TOKYO (Reuters) - At least four people, and possibly up to 55, were exposed to radiation when radioactive material leaked during a laboratory experiment in Japan, the facility’s operators said on Saturday, although authorities were not told of the leak for two days.
The radioactive material also leaked outside the nuclear physics laboratory in Tokaimura, 110 km (65 miles) northeast of Tokyo, during the experiment on Thursday, the Japan Atomic Energy Agency (JAEA) said in a statement.
The JAEA did not report the leak to the government’s nuclear regulator until more than 34 hours later.
“We may have been too lax in our way of thinking and dealing with these nuclear materials,” Taichi Miura, a director at the High Energy Accelerator Research Organization that runs the laboratory jointly with the JAEA, told a news conference.
The incident highlights how Japan is still struggling with nuclear safety issues after the 2011 Fukushima disaster and comes as Japan debates whether to re-start dozens of commercial nuclear reactors that have sat idle since the crisis.

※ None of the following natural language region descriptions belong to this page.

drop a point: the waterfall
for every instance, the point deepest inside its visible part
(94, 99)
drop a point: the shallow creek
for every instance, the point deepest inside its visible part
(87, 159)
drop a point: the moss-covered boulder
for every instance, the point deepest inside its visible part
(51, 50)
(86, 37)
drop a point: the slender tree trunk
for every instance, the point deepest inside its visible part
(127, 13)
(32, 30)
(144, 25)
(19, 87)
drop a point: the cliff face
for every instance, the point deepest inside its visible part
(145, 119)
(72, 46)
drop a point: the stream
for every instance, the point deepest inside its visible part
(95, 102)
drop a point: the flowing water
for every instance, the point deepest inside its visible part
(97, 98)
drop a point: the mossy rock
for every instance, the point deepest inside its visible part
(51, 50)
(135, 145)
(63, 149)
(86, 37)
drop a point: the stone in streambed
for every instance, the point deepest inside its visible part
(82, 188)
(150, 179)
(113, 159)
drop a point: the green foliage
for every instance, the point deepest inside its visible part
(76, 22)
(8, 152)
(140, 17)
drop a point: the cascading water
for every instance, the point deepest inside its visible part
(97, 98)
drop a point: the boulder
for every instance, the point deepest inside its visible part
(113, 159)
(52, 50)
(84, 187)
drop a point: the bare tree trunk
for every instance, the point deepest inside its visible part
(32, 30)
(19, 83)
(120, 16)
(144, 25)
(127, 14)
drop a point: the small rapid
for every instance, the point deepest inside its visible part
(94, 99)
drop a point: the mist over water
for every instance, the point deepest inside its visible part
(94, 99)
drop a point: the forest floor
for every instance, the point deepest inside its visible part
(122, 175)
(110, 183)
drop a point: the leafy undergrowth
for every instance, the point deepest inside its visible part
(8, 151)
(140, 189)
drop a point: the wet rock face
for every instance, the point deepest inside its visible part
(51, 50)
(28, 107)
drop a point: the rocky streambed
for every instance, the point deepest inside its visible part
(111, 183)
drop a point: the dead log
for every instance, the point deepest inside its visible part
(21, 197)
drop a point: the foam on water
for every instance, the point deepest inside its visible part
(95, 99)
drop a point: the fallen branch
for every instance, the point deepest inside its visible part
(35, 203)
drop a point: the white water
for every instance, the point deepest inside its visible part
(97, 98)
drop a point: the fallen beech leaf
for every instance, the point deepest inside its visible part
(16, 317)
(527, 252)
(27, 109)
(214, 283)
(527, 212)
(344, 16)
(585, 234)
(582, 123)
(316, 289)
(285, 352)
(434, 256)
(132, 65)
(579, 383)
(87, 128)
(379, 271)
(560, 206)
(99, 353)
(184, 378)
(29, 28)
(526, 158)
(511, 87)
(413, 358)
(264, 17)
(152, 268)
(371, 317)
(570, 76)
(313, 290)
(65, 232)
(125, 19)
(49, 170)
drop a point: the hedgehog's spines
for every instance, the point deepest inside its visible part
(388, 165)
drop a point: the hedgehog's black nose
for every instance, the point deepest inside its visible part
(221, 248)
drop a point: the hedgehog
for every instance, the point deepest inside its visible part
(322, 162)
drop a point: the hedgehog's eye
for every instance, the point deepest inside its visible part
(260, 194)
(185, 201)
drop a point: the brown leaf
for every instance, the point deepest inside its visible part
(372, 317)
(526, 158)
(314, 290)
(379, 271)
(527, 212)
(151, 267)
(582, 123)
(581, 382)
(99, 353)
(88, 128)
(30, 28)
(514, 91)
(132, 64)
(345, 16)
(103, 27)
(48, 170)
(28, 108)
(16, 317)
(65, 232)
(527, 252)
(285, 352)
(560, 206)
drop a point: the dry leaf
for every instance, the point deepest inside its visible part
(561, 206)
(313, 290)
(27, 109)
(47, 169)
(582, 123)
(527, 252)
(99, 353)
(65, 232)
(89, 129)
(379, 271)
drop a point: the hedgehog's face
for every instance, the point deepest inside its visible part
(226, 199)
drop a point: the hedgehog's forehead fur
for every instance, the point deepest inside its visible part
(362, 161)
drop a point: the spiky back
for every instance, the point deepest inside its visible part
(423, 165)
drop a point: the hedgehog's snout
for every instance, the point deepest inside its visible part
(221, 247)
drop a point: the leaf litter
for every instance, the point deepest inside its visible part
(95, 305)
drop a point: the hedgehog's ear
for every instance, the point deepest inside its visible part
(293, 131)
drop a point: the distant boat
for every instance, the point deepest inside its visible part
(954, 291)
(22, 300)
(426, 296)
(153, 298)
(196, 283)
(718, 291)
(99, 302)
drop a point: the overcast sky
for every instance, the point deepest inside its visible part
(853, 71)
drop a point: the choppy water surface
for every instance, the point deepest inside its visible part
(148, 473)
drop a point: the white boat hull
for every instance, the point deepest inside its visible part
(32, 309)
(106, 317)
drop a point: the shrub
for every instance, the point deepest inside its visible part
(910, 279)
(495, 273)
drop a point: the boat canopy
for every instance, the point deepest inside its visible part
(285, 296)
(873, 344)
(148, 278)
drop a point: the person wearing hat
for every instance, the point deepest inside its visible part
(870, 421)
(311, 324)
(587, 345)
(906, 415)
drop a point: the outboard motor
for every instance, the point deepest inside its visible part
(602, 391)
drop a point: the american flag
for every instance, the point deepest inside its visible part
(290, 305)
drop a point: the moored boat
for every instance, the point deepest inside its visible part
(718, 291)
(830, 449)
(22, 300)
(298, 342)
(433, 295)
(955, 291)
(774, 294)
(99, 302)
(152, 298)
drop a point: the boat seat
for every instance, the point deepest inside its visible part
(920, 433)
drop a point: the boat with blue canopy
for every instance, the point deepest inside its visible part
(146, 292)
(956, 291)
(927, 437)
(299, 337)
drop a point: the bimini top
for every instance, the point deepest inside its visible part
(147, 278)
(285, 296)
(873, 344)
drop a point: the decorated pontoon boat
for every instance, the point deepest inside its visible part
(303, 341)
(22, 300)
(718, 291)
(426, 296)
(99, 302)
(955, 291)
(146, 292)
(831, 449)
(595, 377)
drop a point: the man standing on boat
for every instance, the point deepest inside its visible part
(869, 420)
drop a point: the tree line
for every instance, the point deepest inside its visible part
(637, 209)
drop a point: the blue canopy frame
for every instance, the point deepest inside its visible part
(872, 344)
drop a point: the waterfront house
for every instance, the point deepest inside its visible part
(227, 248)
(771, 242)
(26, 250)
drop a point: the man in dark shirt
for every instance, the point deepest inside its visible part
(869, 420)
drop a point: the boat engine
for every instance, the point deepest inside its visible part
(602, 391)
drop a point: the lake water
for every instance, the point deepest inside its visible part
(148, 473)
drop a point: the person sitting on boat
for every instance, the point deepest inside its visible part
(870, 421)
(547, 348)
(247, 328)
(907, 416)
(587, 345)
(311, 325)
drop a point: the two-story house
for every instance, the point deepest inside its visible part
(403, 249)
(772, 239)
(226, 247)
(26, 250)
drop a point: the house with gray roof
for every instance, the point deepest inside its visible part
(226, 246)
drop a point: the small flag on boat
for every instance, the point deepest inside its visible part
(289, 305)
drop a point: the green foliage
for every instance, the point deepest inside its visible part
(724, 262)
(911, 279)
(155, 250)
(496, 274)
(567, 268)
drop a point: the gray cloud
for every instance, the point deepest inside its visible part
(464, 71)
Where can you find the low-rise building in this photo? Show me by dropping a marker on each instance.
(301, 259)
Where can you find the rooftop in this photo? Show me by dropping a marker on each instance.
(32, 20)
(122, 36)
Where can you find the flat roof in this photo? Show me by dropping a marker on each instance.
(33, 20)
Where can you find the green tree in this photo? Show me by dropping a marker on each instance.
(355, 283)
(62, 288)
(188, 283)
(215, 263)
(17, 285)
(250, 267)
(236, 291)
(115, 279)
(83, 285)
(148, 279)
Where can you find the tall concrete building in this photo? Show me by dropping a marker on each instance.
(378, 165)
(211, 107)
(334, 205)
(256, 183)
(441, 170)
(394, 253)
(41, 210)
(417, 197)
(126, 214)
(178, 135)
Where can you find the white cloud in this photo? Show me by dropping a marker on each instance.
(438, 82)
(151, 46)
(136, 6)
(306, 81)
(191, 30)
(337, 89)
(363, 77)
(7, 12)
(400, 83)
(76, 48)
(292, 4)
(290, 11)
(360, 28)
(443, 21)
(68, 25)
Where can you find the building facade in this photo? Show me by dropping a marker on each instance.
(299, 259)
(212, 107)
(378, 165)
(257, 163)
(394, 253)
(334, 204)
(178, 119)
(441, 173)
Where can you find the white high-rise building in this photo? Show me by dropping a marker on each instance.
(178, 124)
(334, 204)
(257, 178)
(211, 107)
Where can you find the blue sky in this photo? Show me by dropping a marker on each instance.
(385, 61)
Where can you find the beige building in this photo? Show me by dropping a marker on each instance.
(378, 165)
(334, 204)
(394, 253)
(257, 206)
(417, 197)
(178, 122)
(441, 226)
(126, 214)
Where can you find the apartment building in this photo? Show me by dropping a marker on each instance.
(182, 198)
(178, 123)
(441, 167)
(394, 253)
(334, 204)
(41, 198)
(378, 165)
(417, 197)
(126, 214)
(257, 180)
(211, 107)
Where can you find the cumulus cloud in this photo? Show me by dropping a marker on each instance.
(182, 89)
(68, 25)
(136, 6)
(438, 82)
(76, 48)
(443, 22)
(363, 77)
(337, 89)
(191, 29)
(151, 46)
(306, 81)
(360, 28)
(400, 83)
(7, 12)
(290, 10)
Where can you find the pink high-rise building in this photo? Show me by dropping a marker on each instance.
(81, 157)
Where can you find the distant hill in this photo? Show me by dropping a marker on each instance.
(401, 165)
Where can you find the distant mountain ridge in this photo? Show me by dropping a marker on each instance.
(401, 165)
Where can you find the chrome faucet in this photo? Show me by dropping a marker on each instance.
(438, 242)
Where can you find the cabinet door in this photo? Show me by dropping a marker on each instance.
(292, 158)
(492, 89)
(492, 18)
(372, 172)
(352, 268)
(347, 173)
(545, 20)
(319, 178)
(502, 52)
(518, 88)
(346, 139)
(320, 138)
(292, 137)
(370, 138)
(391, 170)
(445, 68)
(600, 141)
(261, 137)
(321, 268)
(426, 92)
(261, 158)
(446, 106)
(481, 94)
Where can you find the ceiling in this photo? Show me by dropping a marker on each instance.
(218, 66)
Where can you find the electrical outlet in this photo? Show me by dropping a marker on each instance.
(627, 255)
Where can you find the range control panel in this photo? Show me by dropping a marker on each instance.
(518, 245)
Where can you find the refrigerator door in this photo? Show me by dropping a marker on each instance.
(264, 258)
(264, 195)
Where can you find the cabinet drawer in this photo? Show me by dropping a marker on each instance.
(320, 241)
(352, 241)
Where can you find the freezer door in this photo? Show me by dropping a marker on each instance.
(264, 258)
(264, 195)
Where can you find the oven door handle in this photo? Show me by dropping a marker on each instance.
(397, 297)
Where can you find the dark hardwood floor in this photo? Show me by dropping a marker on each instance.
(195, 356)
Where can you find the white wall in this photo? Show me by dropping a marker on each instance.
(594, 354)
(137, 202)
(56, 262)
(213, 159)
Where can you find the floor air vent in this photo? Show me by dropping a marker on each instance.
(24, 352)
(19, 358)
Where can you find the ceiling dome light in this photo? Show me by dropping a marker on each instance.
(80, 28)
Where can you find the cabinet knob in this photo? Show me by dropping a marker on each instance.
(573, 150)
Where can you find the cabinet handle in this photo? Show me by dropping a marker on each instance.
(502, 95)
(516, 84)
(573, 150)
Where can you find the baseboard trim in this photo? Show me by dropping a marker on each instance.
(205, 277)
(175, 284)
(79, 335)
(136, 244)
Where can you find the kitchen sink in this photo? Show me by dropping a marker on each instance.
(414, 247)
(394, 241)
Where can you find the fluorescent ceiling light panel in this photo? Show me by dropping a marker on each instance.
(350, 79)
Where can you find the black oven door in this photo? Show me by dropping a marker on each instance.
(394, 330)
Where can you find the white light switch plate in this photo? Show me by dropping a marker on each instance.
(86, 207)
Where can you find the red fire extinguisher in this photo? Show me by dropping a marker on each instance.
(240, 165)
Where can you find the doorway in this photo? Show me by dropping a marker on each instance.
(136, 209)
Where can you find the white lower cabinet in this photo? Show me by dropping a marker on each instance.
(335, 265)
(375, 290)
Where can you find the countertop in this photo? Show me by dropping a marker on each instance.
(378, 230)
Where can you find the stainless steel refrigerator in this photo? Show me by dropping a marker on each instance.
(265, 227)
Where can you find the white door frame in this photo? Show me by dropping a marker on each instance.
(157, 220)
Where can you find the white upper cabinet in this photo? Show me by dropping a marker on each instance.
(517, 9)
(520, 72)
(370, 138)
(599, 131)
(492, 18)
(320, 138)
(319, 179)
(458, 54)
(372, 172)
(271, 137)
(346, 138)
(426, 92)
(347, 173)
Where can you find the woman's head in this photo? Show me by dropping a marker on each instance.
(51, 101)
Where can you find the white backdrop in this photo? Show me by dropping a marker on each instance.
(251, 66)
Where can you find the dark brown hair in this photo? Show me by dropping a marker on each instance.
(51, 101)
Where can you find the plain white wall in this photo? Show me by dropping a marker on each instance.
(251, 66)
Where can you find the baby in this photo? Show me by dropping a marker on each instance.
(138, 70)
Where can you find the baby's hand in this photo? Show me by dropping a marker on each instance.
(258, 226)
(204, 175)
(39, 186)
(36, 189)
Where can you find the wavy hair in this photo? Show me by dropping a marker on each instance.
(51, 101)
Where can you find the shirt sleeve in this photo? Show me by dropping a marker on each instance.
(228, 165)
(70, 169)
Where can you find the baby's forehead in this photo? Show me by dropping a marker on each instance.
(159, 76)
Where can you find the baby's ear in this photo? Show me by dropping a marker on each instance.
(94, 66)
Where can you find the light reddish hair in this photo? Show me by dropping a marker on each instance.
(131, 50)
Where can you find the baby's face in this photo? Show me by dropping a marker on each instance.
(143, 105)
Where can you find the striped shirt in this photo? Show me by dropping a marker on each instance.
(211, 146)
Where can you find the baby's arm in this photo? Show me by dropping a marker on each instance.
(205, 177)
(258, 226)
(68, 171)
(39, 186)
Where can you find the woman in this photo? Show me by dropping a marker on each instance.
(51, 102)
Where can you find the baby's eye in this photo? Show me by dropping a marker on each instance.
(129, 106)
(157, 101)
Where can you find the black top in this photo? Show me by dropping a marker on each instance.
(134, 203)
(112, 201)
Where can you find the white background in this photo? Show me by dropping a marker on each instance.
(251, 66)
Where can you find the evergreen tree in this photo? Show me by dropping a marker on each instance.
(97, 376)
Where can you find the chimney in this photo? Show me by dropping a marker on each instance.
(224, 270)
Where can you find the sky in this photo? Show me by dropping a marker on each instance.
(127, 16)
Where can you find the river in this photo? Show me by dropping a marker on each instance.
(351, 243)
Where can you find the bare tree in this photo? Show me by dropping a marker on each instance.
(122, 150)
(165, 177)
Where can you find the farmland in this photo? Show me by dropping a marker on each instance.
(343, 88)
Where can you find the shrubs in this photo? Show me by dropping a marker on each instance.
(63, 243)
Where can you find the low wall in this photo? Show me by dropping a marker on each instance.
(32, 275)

Japan has imposed stricter safety measures since the meltdowns at the Fukushima Daiichi nuclear station north of Tokyo. Nuclear operators have only two of 50 reactors running while they await safety checks from Japan’s new regulator.
The JAEA statement on Saturday said researchers were using a proton beam on gold to generate particles during the experiment.
All four of those confirmed to have been exposed were involved in the experiment but none of them needed to be taken to hospital, a JAEA spokesman said.
The radioactive material most likely leaked outside the facility because a ventilation fan was being used, officials said. A JAEA spokesman was not immediately able to confirm what types of radioactive substances were leaked.
Four men were exposed to radiation of between 0.6 and 1.6 millisieverts, the JAEA said. Another 51 people who were in the building at the time are being examined, it said.
Japanese law has set an annual radiation exposure safety threshold of 50 millisieverts for nuclear plant workers during normal operations.
Japanese officials were investigating the leak on Saturday.
Tokaimura is where Japan’s commercial nuclear power industry began in the 1950s and is also the site of its worst nuclear accident before the Fukushima crisis in 2011.
In 1999, two people died after an accident at a Tokaimura uranium reprocessing facility.